Nate Robson
Nate Robson

Jan. 26, 2015

Superintendent of Public Instruction Joy Hofmeister called for a $5,300 pay raise for Oklahoma’s teachers Monday, but stopped short of suggesting ways to cover the projected $150 million expense.

Hofmeister, who has been in office for nearly a month, released her proposed budget for fiscal 2016, seeking a $205 million increase, three fourths of which would go toward teacher pay hikes. She also proposed adding five days to the school calendar during the next five years. The total budget would be $2.1 billion.

The pay raise would be spread out over several years, and would bring the state’s average teacher salary to $49,677, according to a statement released by Hofmeister.
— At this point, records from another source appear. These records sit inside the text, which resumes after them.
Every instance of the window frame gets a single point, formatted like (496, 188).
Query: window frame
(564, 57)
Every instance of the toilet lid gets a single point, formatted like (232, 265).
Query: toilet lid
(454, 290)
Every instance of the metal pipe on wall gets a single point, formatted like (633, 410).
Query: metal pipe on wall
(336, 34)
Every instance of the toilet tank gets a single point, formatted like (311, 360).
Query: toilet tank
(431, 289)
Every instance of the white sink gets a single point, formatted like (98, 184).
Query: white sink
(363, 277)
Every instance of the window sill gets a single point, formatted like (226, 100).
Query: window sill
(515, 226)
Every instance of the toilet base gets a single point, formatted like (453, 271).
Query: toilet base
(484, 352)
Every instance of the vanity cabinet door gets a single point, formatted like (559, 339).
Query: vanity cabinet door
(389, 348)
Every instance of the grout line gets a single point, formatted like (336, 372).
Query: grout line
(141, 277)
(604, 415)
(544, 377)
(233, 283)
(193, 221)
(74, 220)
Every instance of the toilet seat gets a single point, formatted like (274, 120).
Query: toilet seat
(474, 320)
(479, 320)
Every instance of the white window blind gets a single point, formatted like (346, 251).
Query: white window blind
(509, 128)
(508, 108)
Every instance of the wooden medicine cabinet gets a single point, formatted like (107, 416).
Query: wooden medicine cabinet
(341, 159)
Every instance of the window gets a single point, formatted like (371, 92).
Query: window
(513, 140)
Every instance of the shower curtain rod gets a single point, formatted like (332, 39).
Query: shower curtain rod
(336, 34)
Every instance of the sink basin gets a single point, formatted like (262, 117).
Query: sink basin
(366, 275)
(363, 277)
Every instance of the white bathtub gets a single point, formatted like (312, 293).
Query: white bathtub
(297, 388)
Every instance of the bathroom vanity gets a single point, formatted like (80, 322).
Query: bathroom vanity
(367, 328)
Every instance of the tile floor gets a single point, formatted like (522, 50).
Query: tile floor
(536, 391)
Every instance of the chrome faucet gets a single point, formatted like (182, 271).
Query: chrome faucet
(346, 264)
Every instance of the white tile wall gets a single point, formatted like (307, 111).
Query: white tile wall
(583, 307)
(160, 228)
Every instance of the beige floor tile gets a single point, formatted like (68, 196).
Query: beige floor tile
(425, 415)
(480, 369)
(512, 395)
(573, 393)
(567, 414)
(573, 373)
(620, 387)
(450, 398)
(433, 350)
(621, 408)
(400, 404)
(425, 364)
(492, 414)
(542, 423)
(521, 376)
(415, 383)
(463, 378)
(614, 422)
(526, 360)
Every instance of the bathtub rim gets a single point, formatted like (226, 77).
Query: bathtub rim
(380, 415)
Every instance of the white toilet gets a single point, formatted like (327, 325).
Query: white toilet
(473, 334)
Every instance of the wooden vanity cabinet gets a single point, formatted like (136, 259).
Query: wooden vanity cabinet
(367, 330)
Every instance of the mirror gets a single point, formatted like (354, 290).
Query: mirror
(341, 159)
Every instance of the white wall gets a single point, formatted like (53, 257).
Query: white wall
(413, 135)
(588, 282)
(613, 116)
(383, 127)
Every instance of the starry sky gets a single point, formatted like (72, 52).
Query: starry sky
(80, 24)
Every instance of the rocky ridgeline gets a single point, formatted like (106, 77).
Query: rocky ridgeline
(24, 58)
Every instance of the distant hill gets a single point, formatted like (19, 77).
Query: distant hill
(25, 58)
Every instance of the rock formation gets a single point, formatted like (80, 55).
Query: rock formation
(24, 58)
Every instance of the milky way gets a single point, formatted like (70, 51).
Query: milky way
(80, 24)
That would be a $5,300 increase compared with 2012-2013 salary levels.

Oklahoma has the third-lowest average pay in the nation.

“Oklahoma teachers do an incredible job on behalf of our schoolchildren, and they need and deserve competitive compensation,” Hofmeister said.

Phil Bacharach, a spokesman for Hofmeister, said she did not make any recommendations on how to pay for the raise because it’s up to the Legislature to figure out how to fund the budget.

Following a series of tax cuts and loss of oil and gas revenue, Oklahoma is experiencing a budget shortfall.

Hofmeister has already received support for her proposal, Bacharach said.

“We need to find a way to fund our public education and our state government,” Bacharach said.

Hofmeister is not alone in her request. At least 10 bills have been filed with the Legislature looking to increase teacher pay. A similar push fizzled out last year as the state grappled with a budget shortfall.